Whose dime is Blair travelling on?
The former PM's new role raises questions of mandate and accountability, not to mention who's footing the bill for his Middle East adventure.
Ian Williams
August 2,
When Tony Blair was appointed as the Quartet representative, it was at the behest of the Bush administration. And for once, the White House seems to be putting its money where its mouth was.
British and UN sources confrimed to Al-Jazeera International last week that the US state department is picking up Tony Blair's tab while they work with their reluctant partners in the Quartet to set up a trust fund. Russian sources, who were not that keen on his appointment anyway, have said that they would be prepared to see Blair get international civil servant (tax free status) but would be reluctant to go further in the way of contributing.
The subject has upset even senior British Foreign Office officials, concerned not only at Blair's lack of a substantial enough role for an ex-prime minister, but also with the contradictions inherent in his in effect being on the American payroll immediately after his retirement, which was after all accelerated by public displeasure at his being so close to the Bush administration while in office.
The question of who pays for him and his office, and on what basis he is employed, had been getting the runaround. There is the soapy smell of money laundering here, with frantic attempts to disguise the source.
By Friday, the state department was declaring that "neither the US government nor the Quartet pays a salary to Quartet representative Tony Blair. We are working out the details of funding and support with our Quartet partners for Blair's staff as well as the costs associated with their mission. We expect staff will be seconded by other governments of the Quartet, including the US".
The UN spokeswoman said "there are discussions still taking place", and in remarkable harmony, his own office said on Thursday that "these issues are still being discussed. Our focus has been on Tony Blair's trips and getting the office up and running September". So is Blair paying for his office, his staff and his travel costs to the region on his own credit card while waiting for cash? One doubts it.
His spokesman's email address is @tonyblair.org, which is not as surprising as it may seem.
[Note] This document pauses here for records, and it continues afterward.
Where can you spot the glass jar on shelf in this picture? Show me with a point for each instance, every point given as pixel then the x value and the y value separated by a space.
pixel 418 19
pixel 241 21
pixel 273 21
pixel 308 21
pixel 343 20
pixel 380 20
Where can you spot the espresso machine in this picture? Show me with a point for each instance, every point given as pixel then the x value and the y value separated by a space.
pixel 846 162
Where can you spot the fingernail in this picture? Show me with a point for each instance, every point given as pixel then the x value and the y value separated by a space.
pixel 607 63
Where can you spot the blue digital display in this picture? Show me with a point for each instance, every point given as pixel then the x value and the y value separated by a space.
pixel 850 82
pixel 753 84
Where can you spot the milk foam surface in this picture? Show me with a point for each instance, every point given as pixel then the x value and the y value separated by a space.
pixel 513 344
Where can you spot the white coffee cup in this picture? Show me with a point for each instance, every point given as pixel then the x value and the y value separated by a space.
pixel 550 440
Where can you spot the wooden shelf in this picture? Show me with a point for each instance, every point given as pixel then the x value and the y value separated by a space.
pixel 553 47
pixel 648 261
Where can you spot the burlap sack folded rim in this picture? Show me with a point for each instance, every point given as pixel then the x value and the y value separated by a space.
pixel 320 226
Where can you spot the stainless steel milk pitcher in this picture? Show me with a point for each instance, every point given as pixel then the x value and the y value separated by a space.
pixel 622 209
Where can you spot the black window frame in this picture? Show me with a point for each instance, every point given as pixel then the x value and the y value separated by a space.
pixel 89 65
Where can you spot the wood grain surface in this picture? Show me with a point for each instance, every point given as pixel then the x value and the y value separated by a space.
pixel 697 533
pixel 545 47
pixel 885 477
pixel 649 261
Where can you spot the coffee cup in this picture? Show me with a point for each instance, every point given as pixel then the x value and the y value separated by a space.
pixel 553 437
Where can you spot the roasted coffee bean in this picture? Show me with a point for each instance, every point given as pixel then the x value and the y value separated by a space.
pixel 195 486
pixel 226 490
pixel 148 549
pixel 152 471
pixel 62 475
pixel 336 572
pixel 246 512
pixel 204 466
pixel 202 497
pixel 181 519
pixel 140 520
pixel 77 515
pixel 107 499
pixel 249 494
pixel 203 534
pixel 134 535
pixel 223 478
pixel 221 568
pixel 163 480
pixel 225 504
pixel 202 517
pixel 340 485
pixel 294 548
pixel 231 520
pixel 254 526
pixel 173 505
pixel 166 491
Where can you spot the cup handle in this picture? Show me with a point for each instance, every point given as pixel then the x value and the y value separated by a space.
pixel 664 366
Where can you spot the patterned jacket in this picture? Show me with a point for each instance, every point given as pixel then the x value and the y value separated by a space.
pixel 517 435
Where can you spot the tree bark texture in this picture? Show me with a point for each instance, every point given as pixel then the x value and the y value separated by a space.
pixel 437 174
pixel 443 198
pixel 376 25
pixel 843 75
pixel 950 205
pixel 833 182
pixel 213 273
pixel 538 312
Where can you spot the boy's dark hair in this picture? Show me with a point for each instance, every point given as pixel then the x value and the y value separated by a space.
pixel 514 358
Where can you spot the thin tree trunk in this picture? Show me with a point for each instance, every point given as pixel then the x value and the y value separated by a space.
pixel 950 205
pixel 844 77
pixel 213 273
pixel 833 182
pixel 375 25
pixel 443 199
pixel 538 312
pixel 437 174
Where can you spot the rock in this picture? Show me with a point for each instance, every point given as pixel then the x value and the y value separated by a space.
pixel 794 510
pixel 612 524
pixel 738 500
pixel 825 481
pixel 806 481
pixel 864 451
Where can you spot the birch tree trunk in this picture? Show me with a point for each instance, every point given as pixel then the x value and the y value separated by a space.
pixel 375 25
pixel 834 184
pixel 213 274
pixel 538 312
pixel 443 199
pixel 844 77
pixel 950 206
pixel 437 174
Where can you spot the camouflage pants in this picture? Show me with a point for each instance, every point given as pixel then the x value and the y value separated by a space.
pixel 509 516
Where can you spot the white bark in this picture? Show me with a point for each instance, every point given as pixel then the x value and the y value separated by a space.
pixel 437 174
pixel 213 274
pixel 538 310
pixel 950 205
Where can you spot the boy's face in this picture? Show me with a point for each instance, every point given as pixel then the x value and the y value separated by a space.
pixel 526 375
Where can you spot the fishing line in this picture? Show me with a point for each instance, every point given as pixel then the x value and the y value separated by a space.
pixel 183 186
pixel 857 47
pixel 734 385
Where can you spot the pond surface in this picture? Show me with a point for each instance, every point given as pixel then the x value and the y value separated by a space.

The Quartet is an ad hoc partnership between Europe, the UN, Russia and the US, which has no institutional existence, no office, no rules of procedure and no organisation. There is a lot of mystery about what the Quartet does, and even more about what Tony Blair's part in it is.
Condoleezza Rice and the Americans have been very explicit about what his part is not. He cannot engage in any serious attempts at peacemaking between the Israelis and the Palestinians. His job is to help build Palestinian Institutions, but he is not to talk to Hamas, which actually won the elections and controls the Gaza Strip. That may be just as well since between Iraq and his refusal to call for a ceasefire in Lebanon last year, there is no guarantee that Hamas would talk to him.
Indeed, the presence of Blair as an official Quartet representative, refusing to talk to Hamas, reinforces the recent conclusion, leaked to the Guardian from Alavaro de Soto, the UN's previous special representative, that the Quartet is simply a means of binding the other parties to an American, and hence Israeli, agenda.
It is not Russian policy and certainly has not been voted upon by any UN decision-making body, to boycott the victors of the last Palestinian Authority elections. But here we have a former British prime minister, on the American payroll, doing just that in the name of the Quartet. It is not surprising that there is a degree of caginess on the part of the various parties. It is surprising that Tony Blair could not wait to start until some more acceptable and transparent payment had been worked out - and perhaps even more so that he would take the job without a more substantial role allotted to him.
And to highlight his peripheral status, Gordon Brown has approached former Robin Cook aide Michael Williams, freshly appointed to be Middle East rep at the UN to represent Britain in the peace process. Which reinforces the question. Who does Blair represent?